The latest bout of gleeful marriage-wrecking sponsored by C4 took the shape of Seven Year Switch, the best thing about which was the title, the only thing at all leavened by wit in this long hour. Four couples struggling with their marriages – eight people, at least three of them utterly appalling, and all of those men – get sent to Thailand to live for a fortnight in sun, luxury and one double bed, with one of the other, swapped, partners. Ostensibly a “social experiment” to find whether the marriages can be saved after seven years, it’s of course nothing of the sort, but a voyeuristic slice of trash. The question is not whether any of the four marriages can be saved: the question – apart from why three of the men have survived until adulthood while being to all purposes, both functionally and emotionally illiterate – is why any of the pairings ever got together in the first place. It’s awful, savagely prurient hogwash, and it’ll be wildly popular.

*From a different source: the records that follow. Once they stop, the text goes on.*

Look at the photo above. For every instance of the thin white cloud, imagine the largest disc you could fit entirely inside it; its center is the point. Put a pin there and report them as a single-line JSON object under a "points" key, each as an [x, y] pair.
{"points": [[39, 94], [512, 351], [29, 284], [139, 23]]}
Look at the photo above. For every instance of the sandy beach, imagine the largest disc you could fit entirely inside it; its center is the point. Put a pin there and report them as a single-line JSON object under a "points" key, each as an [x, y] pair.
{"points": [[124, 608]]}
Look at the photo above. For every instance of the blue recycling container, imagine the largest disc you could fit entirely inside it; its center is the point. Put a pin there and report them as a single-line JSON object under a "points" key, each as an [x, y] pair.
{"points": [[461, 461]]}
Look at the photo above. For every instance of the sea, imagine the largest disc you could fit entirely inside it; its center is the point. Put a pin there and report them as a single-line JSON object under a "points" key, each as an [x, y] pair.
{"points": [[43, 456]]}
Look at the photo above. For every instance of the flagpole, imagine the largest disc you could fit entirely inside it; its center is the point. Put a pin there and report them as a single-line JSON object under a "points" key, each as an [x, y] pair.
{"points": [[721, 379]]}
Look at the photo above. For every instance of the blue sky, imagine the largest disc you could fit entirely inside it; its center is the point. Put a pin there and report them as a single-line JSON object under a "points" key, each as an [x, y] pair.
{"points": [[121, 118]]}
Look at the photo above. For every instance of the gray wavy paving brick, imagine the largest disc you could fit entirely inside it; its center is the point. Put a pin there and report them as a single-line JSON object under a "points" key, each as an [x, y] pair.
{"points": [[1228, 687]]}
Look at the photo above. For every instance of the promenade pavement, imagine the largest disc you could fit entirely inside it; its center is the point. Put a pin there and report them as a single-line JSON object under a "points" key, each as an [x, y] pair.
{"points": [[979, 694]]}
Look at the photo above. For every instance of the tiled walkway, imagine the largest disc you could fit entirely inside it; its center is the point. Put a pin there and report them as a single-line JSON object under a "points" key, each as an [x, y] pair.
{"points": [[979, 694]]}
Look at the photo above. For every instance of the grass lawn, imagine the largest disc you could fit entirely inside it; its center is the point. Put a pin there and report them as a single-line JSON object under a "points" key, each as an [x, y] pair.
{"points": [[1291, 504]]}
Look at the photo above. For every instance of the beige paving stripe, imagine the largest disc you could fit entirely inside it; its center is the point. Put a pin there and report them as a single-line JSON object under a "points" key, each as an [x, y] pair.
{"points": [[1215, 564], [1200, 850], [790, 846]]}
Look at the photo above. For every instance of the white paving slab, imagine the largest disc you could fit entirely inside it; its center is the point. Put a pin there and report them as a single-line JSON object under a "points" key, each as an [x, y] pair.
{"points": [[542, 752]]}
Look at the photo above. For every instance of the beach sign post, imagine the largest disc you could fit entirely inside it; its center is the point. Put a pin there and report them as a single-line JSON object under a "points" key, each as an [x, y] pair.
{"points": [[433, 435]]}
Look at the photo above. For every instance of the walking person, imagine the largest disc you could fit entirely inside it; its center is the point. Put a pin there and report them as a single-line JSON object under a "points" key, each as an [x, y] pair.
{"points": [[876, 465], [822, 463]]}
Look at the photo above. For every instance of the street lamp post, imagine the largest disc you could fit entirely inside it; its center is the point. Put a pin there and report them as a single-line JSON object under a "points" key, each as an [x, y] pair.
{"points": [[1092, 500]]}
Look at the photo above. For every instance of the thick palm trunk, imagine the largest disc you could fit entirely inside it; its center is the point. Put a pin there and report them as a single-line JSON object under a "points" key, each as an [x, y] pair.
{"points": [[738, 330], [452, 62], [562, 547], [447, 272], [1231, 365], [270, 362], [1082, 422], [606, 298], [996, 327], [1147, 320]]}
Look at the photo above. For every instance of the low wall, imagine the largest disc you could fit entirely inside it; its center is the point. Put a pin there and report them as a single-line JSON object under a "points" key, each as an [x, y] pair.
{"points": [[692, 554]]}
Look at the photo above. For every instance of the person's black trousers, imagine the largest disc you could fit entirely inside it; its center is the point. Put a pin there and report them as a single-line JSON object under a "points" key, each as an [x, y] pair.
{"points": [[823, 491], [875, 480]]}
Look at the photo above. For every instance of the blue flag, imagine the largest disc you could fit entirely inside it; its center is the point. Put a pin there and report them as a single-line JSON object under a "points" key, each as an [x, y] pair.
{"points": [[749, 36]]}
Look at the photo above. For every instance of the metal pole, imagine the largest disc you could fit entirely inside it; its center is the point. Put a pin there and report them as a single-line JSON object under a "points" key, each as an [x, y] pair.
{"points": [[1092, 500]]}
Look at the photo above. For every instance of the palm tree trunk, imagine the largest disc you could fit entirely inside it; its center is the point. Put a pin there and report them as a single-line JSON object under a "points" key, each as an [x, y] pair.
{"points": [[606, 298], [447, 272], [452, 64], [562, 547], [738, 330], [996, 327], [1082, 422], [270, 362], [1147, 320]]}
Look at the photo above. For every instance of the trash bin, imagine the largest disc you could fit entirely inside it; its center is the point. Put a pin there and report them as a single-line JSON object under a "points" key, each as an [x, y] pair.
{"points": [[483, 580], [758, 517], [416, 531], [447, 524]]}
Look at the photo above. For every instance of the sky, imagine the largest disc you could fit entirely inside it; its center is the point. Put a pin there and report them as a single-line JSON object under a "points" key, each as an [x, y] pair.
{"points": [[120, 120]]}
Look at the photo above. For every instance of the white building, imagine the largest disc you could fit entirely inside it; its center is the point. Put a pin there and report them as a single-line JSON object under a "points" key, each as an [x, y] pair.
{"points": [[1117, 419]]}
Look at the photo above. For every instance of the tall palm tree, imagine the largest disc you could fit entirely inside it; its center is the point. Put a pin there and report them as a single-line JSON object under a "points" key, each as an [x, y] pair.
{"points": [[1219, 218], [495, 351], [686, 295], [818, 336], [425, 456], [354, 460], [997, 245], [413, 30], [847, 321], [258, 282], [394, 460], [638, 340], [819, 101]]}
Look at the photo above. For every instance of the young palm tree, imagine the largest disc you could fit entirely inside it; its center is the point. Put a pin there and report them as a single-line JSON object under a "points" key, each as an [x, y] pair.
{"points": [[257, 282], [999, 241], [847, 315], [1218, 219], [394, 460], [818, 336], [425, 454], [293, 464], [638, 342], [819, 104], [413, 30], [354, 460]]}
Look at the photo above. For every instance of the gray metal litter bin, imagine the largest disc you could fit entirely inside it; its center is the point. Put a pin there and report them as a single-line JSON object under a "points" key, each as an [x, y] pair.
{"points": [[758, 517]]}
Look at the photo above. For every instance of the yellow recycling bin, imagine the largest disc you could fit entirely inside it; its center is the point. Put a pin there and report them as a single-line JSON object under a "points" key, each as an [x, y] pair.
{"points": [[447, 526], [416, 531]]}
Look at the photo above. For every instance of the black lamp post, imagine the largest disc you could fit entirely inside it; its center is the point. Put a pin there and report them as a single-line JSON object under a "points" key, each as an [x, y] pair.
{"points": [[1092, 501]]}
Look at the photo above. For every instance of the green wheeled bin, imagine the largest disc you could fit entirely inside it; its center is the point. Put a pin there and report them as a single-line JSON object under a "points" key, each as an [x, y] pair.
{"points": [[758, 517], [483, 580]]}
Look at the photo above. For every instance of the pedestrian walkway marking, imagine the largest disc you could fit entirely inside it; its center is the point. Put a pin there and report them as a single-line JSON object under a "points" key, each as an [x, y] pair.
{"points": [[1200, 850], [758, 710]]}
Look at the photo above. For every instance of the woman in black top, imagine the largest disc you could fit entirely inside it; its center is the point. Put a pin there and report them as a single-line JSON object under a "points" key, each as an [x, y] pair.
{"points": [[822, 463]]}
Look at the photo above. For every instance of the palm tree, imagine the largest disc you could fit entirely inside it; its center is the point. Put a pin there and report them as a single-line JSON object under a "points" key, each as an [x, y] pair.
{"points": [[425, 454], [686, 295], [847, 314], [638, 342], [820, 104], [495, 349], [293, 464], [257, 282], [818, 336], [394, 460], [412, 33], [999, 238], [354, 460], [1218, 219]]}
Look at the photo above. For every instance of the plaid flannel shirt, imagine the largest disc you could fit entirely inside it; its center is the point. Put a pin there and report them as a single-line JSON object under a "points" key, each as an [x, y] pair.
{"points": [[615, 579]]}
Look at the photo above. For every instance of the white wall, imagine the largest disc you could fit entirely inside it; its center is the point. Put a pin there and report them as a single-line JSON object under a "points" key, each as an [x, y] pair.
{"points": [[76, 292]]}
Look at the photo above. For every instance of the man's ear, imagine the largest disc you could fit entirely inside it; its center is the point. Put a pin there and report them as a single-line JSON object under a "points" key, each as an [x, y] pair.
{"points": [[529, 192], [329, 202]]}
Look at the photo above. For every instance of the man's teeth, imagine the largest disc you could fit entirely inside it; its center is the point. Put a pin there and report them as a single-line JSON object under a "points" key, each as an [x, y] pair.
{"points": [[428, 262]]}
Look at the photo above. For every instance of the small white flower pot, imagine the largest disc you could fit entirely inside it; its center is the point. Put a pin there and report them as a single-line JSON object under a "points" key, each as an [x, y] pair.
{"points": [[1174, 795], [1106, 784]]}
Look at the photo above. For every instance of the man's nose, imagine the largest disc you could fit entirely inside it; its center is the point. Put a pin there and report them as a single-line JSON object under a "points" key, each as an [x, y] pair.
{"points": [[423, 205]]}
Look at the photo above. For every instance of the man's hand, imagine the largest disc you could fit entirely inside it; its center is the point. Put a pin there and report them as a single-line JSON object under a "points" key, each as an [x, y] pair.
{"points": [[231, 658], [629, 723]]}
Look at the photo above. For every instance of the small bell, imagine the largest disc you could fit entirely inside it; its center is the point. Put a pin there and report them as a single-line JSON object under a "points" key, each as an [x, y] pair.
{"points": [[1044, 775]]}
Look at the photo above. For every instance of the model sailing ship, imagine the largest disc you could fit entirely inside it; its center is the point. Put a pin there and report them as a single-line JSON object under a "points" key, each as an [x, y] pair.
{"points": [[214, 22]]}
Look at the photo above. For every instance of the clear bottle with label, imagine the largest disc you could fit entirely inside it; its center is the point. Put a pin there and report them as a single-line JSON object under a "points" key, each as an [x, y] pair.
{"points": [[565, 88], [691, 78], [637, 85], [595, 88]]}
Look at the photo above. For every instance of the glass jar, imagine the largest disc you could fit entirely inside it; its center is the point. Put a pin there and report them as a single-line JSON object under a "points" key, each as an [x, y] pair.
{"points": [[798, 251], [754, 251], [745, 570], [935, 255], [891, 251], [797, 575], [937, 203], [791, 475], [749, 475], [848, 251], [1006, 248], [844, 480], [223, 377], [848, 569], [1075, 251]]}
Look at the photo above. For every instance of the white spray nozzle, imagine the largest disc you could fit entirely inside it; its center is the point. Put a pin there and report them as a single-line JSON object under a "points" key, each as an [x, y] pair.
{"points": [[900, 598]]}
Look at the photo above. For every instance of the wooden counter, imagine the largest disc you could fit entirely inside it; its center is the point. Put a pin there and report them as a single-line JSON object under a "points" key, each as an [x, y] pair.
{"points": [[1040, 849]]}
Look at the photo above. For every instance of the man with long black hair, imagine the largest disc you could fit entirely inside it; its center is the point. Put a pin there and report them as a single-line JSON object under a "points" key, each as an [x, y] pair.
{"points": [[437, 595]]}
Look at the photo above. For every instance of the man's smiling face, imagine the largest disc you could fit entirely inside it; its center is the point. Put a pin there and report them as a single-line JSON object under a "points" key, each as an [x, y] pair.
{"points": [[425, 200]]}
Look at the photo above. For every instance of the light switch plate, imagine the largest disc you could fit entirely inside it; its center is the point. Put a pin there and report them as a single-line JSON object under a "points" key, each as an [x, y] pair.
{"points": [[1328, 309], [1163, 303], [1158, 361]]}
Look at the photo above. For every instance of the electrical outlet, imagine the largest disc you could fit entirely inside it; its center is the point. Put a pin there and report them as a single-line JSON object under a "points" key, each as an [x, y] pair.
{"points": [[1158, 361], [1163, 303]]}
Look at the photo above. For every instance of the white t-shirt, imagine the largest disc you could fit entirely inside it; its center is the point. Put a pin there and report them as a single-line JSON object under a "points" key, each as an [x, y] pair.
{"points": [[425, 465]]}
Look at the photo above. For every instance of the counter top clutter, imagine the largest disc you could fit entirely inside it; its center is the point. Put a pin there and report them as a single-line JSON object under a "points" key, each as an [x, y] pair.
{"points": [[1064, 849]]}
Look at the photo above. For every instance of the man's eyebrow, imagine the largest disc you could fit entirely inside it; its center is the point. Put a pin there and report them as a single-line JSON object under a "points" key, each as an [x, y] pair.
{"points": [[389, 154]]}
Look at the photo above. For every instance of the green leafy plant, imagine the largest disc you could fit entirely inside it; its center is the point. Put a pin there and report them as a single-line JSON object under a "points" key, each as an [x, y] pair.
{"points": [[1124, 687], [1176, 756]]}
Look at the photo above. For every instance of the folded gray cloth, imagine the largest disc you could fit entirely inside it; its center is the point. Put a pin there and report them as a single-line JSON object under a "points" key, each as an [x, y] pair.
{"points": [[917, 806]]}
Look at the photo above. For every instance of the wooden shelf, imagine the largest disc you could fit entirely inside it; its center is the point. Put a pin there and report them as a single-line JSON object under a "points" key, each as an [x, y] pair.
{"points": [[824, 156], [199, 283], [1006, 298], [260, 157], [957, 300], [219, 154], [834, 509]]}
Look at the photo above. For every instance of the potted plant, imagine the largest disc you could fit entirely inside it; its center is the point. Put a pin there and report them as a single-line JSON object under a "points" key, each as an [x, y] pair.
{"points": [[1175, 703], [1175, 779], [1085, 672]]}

Still Game returned to our screens. It has something like a 70% penetration in Scotland and many fervent fans south of the border, and any random 30 seconds are still only 1,000,000% cleverer and funnier than any entire series of Mrs Brown’s Boys, but I wonder if it’s not in danger of beginning to run its course. It cantered through all the houses amiably enough – Boabby trying to gentrify The Clansman, jokes about lemongrass and insanely overpriced bottled beer – but cantered at very much one pace, one note, throughout. (Yes, I do appreciate that I’ve just invited 70% of Scotland to appear outside my nice New Town flat with pitchforks, torches and angry cries of “bawbag”.) Or perhaps it only suffered by reappearing in the very week another Scottish comedy series was (temporarily, we pray) ending; for the third series of Two Doors Down has been, again, a triumph.
It all got a bit slapstick at the very end admittedly, Doon Makichan’s Cathy having been driven to extremes of toxic jealousy by a nicer, newer, younger, bustier version, but has still given us a blistering distillation of flawed Scots humanity. As if there’s any other kind.